Krasna Mark J, Jiao Xiaolong, Eslami Afshin, Rutter Chad M, Levine Alan M
Division of Thoracic Surgery, University of Maryland Medical Center, Baltimore, MD 21201, USA.
J Am Coll Surg. 2003 Nov;197(5):777-9. doi: 10.1016/S1072-7515(03)00755-5.
We reviewed our experience using anterior thoracoscopic procedures in the correction of severe idiopathic scoliosis and kyphotic deformities to evaluate the feasibility and effectiveness of such procedures.
Twenty-four patients who underwent thoracoscopic surgical correction of the spine between March 1995 and December 2001 were retrospectively reviewed. A team consisting of one orthopaedic surgeon and one thoracic surgeon performed anterior thoracoscopic soft tissue release, disc excision, and bone grafting followed on the same day with posterior instrumentation and correction of deformity.
There were 16 female and 8 male patients, with a median age of 16 years (range 11 to 47 years) with idiopathic scoliosis (20 patients) or kyphotic deformity (4 patients). The average time for the thoracoscopy was 125 minutes (range 60 to 175 minutes). Blood loss averaged 135 mL (range 20 to 350 mL), and a median number of five discs (range two to eight) were excised. The median ICU time was 2 days (range 1 to 8 days), and the median length of hospital stay was 6 days (range 4 to 11 days). One patient required conversion to an open procedure because of arterial bleeding from the cancellous bone (T5). Postoperative complications occurred in four patients (atelectasis, pneumothorax, pneumonia, and wound infection in one patient each). All patients had an uneventful hospital course after treatment.
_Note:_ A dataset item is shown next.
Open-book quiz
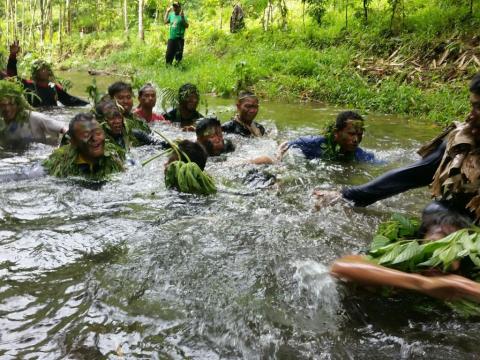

Thoracoscopic anterior procedures can be used safely and effectively in the treatment of idiopathic scoliosis and kyphotic deformity. This minimally invasive approach might decrease procedure-related trauma, operative time, blood loss, and length of hospitalization and may also alleviate postthoracotomy pain.
我们回顾了使用前路胸腔镜手术矫正严重特发性脊柱侧凸和后凸畸形的经验,以评估此类手术的可行性和有效性。
回顾性分析了1995年3月至2001年12月期间接受胸腔镜脊柱手术矫正的24例患者。由一名骨科医生和一名胸外科医生组成的团队进行前路胸腔镜软组织松解、椎间盘切除和植骨,同一天进行后路器械固定和畸形矫正。
患者中女性16例,男性8例,特发性脊柱侧凸(20例)或后凸畸形(4例)患者的中位年龄为16岁(范围11至47岁)。胸腔镜检查的平均时间为125分钟(范围60至175分钟)。平均失血量为135毫升(范围20至350毫升),切除椎间盘的中位数量为5个(范围2至8个)。ICU中位时间为2天(范围1至8天),住院中位时间为6天(范围4至11天)。1例患者因松质骨(T5)动脉出血需要转为开放手术。4例患者出现术后并发症(肺不张、气胸、肺炎和伤口感染各1例)。所有患者治疗后住院过程均顺利。
胸腔镜前路手术可安全有效地用于治疗特发性脊柱侧凸和后凸畸形。这种微创方法可能会减少与手术相关的创伤、手术时间、失血量和住院时间,还可能减轻开胸术后疼痛。